In 1957, he became president of the Federation of Students of the University of Chile (FECh), the same year in which the Christian Democratic Party was founded, a party in which he remained a member until his death. His presidency of the student federation initiated a ten-year period during which members of the JDC held the federation’s leadership.

During the administration of President Eduardo Frei Montalva, he was appointed Undersecretary (1964–1967) and later acting Minister of Education (1967–1969). In the latter role, he became a co-founder of the National Commission for Scientific and Technological Research (CONICYT) in 1967. Following the resignation of Edmundo Pérez Zujovic in 1969, he was appointed Minister of the Interior, a position he held until the end of the government of Eduardo Frei Montalva.

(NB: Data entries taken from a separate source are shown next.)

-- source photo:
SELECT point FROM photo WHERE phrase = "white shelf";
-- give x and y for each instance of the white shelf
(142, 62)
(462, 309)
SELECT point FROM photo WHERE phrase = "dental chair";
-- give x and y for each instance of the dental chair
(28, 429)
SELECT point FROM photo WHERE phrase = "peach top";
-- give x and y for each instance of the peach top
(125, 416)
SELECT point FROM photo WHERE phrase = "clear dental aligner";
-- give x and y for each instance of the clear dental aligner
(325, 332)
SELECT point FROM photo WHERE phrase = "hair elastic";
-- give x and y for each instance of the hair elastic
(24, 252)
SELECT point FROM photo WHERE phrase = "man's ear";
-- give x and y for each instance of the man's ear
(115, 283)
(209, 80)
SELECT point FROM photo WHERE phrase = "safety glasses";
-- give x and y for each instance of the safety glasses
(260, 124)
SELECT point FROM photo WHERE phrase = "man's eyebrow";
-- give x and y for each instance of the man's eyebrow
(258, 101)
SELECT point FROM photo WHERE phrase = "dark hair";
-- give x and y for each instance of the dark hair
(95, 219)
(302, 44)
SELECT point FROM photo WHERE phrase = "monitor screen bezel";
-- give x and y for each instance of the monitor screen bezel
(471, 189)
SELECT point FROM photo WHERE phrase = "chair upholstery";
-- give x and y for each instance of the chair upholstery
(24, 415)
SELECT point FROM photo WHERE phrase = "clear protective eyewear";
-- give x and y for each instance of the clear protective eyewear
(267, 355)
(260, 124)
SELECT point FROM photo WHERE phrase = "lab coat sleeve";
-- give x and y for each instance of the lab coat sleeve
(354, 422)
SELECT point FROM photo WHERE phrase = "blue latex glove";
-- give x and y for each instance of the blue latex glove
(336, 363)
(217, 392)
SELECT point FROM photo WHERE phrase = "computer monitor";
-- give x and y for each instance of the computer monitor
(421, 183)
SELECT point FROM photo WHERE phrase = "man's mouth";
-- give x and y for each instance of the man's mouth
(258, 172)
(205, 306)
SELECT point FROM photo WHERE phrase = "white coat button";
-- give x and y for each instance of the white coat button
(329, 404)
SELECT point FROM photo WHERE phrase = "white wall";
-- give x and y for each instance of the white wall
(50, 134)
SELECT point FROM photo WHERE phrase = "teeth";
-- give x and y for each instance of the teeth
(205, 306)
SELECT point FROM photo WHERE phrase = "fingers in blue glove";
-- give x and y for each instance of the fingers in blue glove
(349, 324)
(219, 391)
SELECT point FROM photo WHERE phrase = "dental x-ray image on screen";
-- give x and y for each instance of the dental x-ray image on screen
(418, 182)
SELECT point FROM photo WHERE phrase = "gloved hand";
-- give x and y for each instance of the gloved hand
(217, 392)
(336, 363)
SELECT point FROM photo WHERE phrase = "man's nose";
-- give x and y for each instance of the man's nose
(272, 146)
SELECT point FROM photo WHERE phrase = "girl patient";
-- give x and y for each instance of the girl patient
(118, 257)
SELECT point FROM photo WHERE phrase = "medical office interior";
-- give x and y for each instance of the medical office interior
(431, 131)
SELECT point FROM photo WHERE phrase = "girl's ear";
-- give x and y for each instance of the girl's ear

With Patricio Aylwin already in power, in March 1990 he was appointed Minister of Defense. During this period, he faced a difficult situation in having under his hierarchical authority the outgoing ruler, General Augusto Pinochet, who continued to serve as Commander-in-Chief of the Chilean Army.

His final public role was during the first government of Michelle Bachelet, who appointed him president of the Board of Directors of the State-Owned Enterprises System (SEP) of CORFO on 11 March 2006. He left this position on 27 March 2008, following his firm defense of the dismissed president of the State Railways Company of Chile (EFE), Luis Ajenjo, who had been accused of embezzlement and was a political ally of his. This episode led to his estrangement from Senator Adolfo Zaldívar.

== Academic career ==
In the academic field, he served as an assistant professor at the Faculty of Medicine, University of Chile, as a research professor in charge of the Development and Transfer Program of the University of Chile (1973–1975), and as president of the Executive Commission of the Inter-American Council on Education, Science, and Culture (1967 and 1970–1973).

He was also an international consultant on scientific, technological, and educational matters for the World Bank and the Inter-American Development Bank (1975–1990).

He represented the Presidency of the Republic on the University Council of the University of Chile during the governments of Ricardo Lagos and Michelle Bachelet.